Arms vs. Firelocks, a Question of Research
By Chip Gnam
I have frequently heard discussion among musketmen regarding the use of the command "Arms," instead of "Firelocks." For example, the command "Present Arms!" is followed by "Shoulder Firelocks!" I certainly have pondered the seeming ambiguous use of the two words; why is the musket referred to as an "arm" in one command and the more common "firelock" in the next.
A common theory has been that when the bayonet is affixed to the musket, it effectively is two weapons (therefore "arms") and no longer just a firelock. But that doesn't explain why both the British and von Steuben Drill Manuals mix the two different words in different commands after the bayonet is fixed. I have even heard it suggested that the Manuals are "wrong" in their use of the words of command and that we should always use the term "arms" instead of "firelock" when giving drill commands when the bayonets are fixed on the muskets, despite what is written in the drill manuals of the period."
I have recently found an answer to this 18th century riddle in the drill manual of Timothy Pickering. Pickering was, among other things, a student of military matters living in Massachusetts at the time of the American Revolution. In 1775 he published his "Easy Plan of Discipline for a Militia," as a simplified drill manual to be used by the part-time soldiers of the militia. Besides his interesting, and unique drill instructions, his book contains an informative examination of other drill manuals of the period.
Like reenactors today, Pickering was a novice at military drill, and he seems just as confused by some of the instructions in the period drill manuals as we are today. He includes explanations for some of the drill commands, based on his research into many drill manuals from the period, as a way of explaining the uses of some of the commands.
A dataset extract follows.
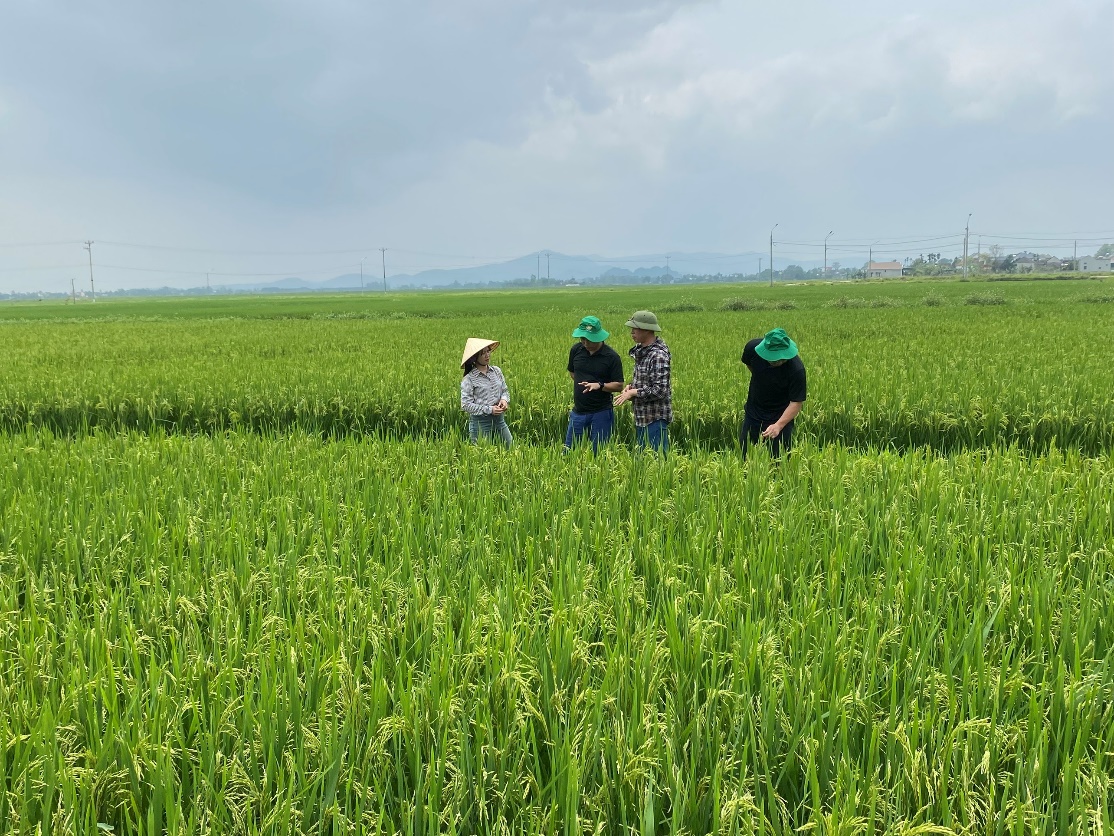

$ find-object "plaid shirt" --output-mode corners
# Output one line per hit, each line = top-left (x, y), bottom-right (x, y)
(628, 338), (672, 426)
(461, 365), (510, 415)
Included in his book is a clarification of the use of the word "Arms" instead of "Firelock." His explanation begins by asking why the British Drill Manual has two different commands for the same position: "Rest your Firelock" and "Present your Arms." (Von Steuben eliminated the command "Rest Firelock.") His research takes him back to the drill of the 17th century when infantry armies included pikemen, as well as musketmen. Pickering explains:
Whenever the musketeers were exercised alone, they always came to the position of rest, by the word Rest your muskets! But as musketeers and pikemen were frequently exercised together, it became necessary to use some word which should apply to both; and arms was chosen for that purpose, as signifying both the arms, or weapons, of the musketeers, and that used by pikemen...
That this is the true account of the matter is evident from the Exercise of Foot ordered by King William III in which (p. 143) is this direction—
"When arms are mentioned, it signifies both musketeers and pikemen."*
The use of the word "Arms," for certain commands, instead of "Firelock" was simply a tradition carried forward in both the British drill manuals of the period, as well as von Steuben's manual long after the pike had been retired from service.
This illustrates the importance of making research the basis for our interpretation (and recreation) of the 18th century, instead of guesswork and personal opinion. We shouldn't start changing history (in this case, the period drill manuals) just because we don't understand it. Instead, we simply need to do more research if we want to fully understand it.
*From page 19 of Pickering's "Easy Plan," reprinted by King's Arms Press.